The Senate voted to go ahead with its impeachment trial in early April, despite Belknap’s resignation. The two-thirds majority required by the Constitution for conviction, translated to 40 votes, but on none of the five counts against the accused could the hostile Democrats muster more than 37. The opposition to conviction relied largely on the fact that Secretary Belknap had tendered his resignation moments before the formal vote for impeachment, and that resignation had been promptly accepted by President Grant, so the argument held that the Senate had no jurisdiction to even conduct a trial, let alone convict the accused.
After his public disgrace, Belknap fled Washington to establish a new law firm in Philadelphia, serving mostly corporate clients, including major railroads. After returning to Keokuk, his one-time home base, he continued to work frequently in New York City. Meanwhile, his wife “Puss” traveled extensively in Europe with the children and visited favorite American resorts, particularly in the Catskills.
In 1890, General Belknap—who wanted to be remembered for his Civil War service, rather than his work on President Grant’s cabinet—succumbed to a massive heart attack at age 61. He’s buried in Arlington National Cemetery where nine lines of commemoration on his gravestone refer to his military service, but only one cites his role as Secretary of War.
How does this sad, brief biography relate to the current attempts to make Alejandro Mayorkas the first cabinet member ever to be impeached, convicted and removed from office?
For one thing, the Belknap impeachment focused on clearly criminal behavior, not policy differences—coming much closer to the Constitutional standard of “treason, bribery or other high crimes and misdemeanors” as the basis for removal from office than any of the charges against Mayorkas.
The story of William Belknap also emphasizes the difficulty in Congress removing any Cabinet member—or president, for that matter—even where the evidence of wrong-doing is beyond dispute. The Founders made the process almost impossibly difficult, in the hopes that it wouldn’t be trivialized (or “weaponized” as we now say)—which is why no cabinet member or president has ever been convicted in a Senate trial and stripped of the authority the Constitutional processes have bestowed.
The impeachment of a member of the cabinet is a particularly dubious undertaking because it involves a complicated, challenging ordeal involving both House and Senate, to achieve a change of personnel that a president can achieve on his own, at a time and for reasons of his choosing. It makes sense that the chief executive who selects a cabinet member is also empowered to replace him or her, as President Trump did so frequently during his brief presidency.
For the health and effective functioning of our Republic, there’s an obvious way to replace a failing or wayward presidential appointee that doesn’t require political paralysis or distraction from the normal business of government. It’s a change that can be managed by a one-sentence letter of resignation, and its presidential acceptance, Belknap style, promptly, one can hope, right after breakfast.
Many thanks for this interesting story of William Belknap's career. Personally profiting from his office sounds a great deal more like Joe Biden than Mr.
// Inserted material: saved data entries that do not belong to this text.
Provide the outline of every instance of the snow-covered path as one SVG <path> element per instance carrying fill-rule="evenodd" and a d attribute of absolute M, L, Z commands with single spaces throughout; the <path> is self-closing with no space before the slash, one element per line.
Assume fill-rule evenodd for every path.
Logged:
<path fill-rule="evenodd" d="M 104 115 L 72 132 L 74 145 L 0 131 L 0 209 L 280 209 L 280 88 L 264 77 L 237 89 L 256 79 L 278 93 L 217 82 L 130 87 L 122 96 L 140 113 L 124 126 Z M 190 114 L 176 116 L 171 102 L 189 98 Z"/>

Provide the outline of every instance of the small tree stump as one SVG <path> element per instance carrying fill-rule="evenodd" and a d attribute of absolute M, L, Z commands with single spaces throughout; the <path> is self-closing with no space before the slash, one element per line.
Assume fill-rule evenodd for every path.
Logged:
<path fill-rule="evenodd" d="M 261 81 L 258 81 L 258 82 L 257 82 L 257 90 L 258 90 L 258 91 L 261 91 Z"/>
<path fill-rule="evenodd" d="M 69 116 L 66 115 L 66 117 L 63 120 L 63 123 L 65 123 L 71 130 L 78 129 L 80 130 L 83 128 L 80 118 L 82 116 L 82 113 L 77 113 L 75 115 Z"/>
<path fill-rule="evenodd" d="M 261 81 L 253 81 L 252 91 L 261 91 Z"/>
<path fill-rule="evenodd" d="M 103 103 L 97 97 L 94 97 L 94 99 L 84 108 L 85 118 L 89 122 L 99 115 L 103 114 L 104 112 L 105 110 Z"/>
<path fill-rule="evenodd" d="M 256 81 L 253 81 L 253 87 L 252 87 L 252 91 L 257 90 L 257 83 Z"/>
Mayorkas who as far as we know has no financial interest in opening the Southern border to millions of unvetted people coming across.
Another even more profound distinction is that Belknap had the integrity to resign his office when he was caught. Mr. Mayorkas, instead, lied repeatedly to Congress and the public when he claimed there was no problem at the border because it was secured. He was a willing soldier in the Biden administration's approach to government: ignore the Constitution and laws while claiming the opposite is the case. Those chickens are coming home to roost.